Todos los salvaguardas de seguridad han quedado en nada. La misión sin fines de lucro del fundador ha cedido el paso a la carrera hacia una IPO. El ex científico principal y el ex responsable de seguridad consideran al CEO "poco confiable". Los socios comparan al CEO con SBF. En estas circunstancias, ¿por qué el CEO tiene el derecho de decidir unilateralmente cuándo lanzar modelos de IA que podrían cambiar el destino de la humanidad?

Gary Marcus (profesor de IA de la Universidad de Nueva York y defensor a largo plazo de la seguridad de la IA) escribió una frase tras leer el informe: ¿Realmente te sientes seguro de dejar que Altman decida solo si lanzar o no un modelo futuro de OpenAI capaz de crear armas bioquímicas a gran escala o llevar a cabo ataques cibernéticos catastróficos?

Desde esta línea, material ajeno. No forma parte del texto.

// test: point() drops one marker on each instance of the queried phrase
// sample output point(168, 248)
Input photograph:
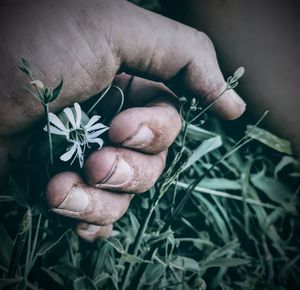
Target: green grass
point(237, 230)
point(224, 215)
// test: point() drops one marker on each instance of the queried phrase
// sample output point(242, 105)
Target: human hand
point(88, 43)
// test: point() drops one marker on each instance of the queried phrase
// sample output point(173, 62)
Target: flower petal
point(97, 133)
point(96, 127)
point(54, 130)
point(96, 140)
point(57, 122)
point(68, 155)
point(70, 116)
point(92, 121)
point(78, 114)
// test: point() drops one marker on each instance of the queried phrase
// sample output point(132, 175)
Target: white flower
point(78, 134)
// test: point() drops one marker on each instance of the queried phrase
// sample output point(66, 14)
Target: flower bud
point(38, 84)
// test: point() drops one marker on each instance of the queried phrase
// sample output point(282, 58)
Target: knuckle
point(205, 41)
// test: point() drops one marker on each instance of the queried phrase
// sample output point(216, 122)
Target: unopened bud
point(38, 84)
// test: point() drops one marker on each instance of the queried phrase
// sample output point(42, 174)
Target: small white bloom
point(79, 135)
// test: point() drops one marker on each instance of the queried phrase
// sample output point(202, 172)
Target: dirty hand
point(89, 43)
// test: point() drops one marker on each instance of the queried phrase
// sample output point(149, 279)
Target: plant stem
point(137, 242)
point(46, 108)
point(35, 242)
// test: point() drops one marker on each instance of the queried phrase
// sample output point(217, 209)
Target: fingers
point(120, 169)
point(68, 195)
point(176, 54)
point(88, 42)
point(149, 129)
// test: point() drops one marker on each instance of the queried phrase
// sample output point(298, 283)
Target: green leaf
point(6, 247)
point(269, 139)
point(153, 273)
point(160, 237)
point(205, 147)
point(68, 271)
point(221, 184)
point(133, 259)
point(199, 134)
point(225, 262)
point(84, 283)
point(19, 194)
point(116, 244)
point(54, 276)
point(186, 264)
point(273, 188)
point(50, 242)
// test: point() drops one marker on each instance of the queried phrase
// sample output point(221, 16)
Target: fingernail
point(141, 138)
point(121, 174)
point(77, 200)
point(90, 228)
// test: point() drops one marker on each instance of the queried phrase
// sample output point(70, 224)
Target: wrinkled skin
point(89, 43)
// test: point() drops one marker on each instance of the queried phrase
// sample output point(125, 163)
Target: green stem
point(129, 266)
point(35, 242)
point(46, 108)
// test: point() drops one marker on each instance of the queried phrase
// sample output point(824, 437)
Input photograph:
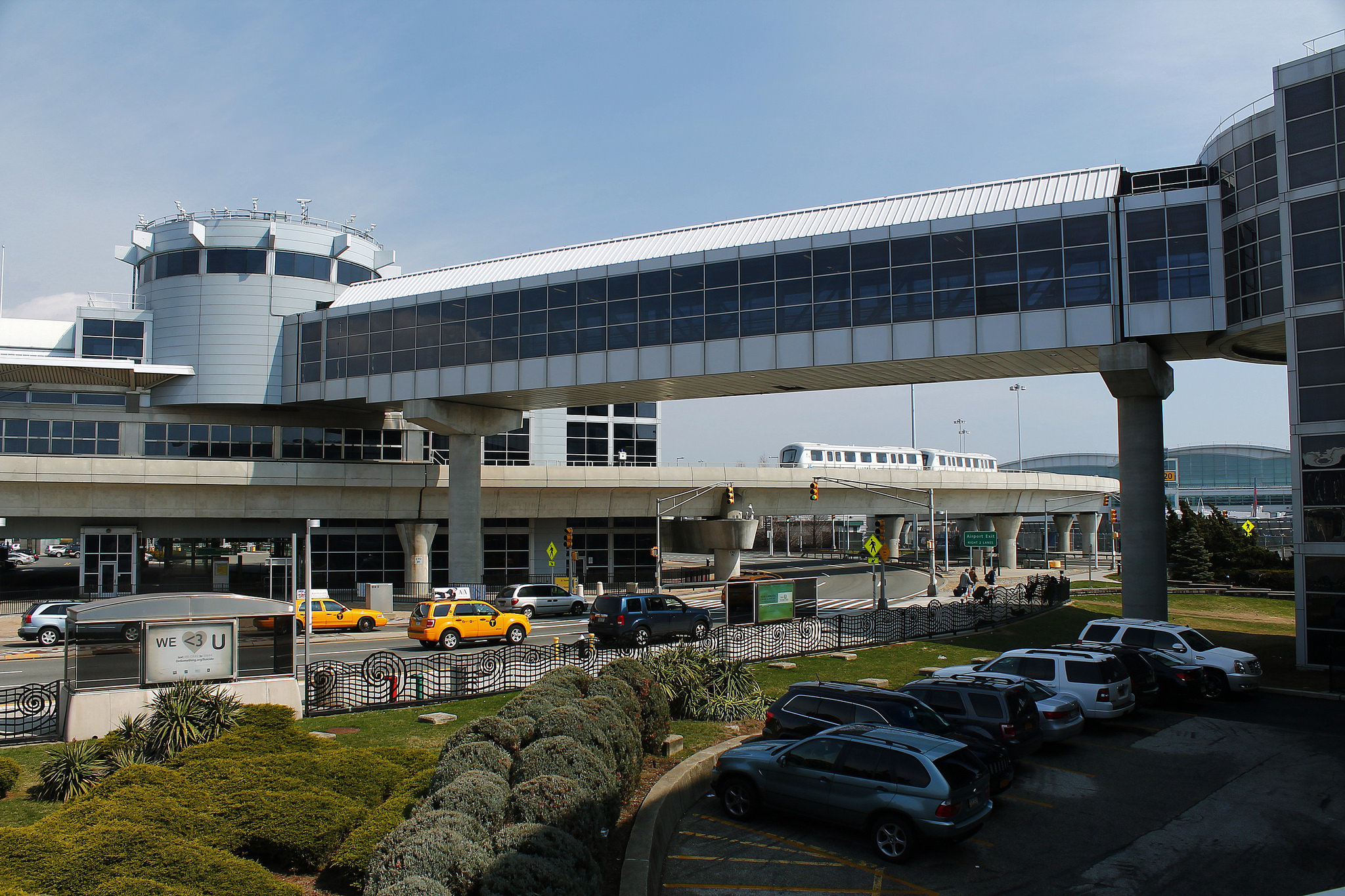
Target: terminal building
point(260, 335)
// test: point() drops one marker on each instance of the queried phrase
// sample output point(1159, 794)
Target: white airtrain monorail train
point(884, 457)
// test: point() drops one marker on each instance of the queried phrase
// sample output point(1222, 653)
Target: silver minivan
point(539, 599)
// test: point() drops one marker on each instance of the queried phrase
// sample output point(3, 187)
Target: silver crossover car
point(900, 786)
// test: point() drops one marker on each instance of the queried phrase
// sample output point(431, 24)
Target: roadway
point(841, 589)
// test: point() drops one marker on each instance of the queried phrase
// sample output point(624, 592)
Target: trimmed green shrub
point(568, 679)
point(489, 729)
point(565, 757)
point(10, 773)
point(560, 802)
point(654, 704)
point(72, 770)
point(351, 859)
point(481, 794)
point(294, 828)
point(472, 756)
point(444, 847)
point(539, 860)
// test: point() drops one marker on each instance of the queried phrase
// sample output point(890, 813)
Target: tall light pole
point(1017, 389)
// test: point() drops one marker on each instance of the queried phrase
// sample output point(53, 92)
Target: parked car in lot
point(1060, 715)
point(1097, 680)
point(810, 707)
point(539, 599)
point(331, 614)
point(447, 624)
point(1003, 710)
point(646, 617)
point(900, 786)
point(1227, 671)
point(45, 622)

La respuesta de OpenAI a The New Yorker fue concisa: "La mayor parte de este artículo reitera eventos ya reportados, utilizando afirmaciones anónimas y anécdotas selectivas; las fuentes claramente tienen intereses personales."

La forma en que respondió Altman: no responde a las acusaciones específicas, no niega la autenticidad del memorando, solo cuestiona los motivos.

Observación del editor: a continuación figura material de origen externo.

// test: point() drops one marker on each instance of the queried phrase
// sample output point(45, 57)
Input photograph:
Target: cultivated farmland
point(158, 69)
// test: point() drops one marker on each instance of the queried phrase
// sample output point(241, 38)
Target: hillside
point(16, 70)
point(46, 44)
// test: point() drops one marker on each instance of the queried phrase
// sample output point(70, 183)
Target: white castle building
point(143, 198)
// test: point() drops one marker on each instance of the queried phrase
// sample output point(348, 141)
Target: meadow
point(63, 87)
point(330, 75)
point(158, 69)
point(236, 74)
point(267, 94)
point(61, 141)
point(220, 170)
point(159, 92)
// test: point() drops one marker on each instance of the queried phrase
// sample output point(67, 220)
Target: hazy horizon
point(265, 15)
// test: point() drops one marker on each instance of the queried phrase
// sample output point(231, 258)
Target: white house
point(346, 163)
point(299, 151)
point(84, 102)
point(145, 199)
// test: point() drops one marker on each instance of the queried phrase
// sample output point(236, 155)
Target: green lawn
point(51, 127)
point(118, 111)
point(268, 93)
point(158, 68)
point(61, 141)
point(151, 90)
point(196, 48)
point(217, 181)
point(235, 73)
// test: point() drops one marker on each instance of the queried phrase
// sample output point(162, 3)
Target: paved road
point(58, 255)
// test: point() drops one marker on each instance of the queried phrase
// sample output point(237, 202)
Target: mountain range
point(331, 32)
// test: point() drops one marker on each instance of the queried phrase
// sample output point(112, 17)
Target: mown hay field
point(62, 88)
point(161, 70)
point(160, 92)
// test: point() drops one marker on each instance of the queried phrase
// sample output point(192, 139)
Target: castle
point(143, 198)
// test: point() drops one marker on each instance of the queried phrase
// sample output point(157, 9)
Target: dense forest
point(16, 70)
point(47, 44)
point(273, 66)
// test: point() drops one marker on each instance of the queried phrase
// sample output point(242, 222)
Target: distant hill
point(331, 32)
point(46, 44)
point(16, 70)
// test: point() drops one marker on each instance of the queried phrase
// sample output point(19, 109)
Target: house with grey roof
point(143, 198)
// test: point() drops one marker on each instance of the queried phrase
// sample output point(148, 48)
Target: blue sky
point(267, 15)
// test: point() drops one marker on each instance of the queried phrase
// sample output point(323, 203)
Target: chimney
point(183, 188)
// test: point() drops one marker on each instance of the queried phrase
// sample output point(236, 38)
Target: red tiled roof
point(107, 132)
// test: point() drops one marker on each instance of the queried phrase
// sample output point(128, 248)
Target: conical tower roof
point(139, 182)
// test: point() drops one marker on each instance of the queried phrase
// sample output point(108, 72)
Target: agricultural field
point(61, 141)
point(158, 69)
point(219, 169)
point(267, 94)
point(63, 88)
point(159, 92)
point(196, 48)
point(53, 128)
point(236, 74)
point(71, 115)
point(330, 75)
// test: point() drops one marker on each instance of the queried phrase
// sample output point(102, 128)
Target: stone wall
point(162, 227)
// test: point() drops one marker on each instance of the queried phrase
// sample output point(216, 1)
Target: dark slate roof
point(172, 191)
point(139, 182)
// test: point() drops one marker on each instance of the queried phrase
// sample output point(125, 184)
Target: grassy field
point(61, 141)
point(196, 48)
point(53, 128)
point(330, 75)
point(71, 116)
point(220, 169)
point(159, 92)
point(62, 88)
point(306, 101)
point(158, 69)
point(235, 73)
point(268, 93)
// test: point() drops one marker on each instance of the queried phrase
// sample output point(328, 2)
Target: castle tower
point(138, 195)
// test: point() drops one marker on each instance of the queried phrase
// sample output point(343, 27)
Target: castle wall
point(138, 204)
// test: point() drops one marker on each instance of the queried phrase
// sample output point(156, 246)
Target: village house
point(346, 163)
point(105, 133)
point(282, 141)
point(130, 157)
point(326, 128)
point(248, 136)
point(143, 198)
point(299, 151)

En el cadáver sin fines de lucro, creció un árbol que produce dinero.

Los diez años de OpenAI, escritos como un esquema de historia, son así:

Un grupo de idealistas preocupados por los riesgos de la IA creó una organización sin fines de lucro con una misión. La organización logró avances tecnológicos extraordinarios. Los avances atrajeron capital masivo. El capital exigió retornos. La misión comenzó a ceder terreno. El equipo de seguridad fue disuelto. Los críticos fueron eliminados. La estructura sin fines de lucro se transformó en una entidad con fines de lucro. El consejo de administración, que antes tenía el poder de cerrar la empresa, ahora está lleno de aliados del CEO. La empresa, que antes se comprometió a dedicar el 20% de su potencia de cómputo para proteger la seguridad humana, ahora tiene profesionales de relaciones públicas que dicen: "Eso no es algo real".

El protagonista de la historia, ciento más de testigos presenciales le dieron la misma etiqueta: "no está sujeto a la verdad".

Él está a punto de llevar a esta empresa a IPO con una valoración superior a 850 mil millones de dólares.

La información de este artículo se ha recopilado de informes públicos de múltiples medios, incluyendo The New Yorker, Semafor, Tech Brew, Gizmodo, Business Insider y The Information.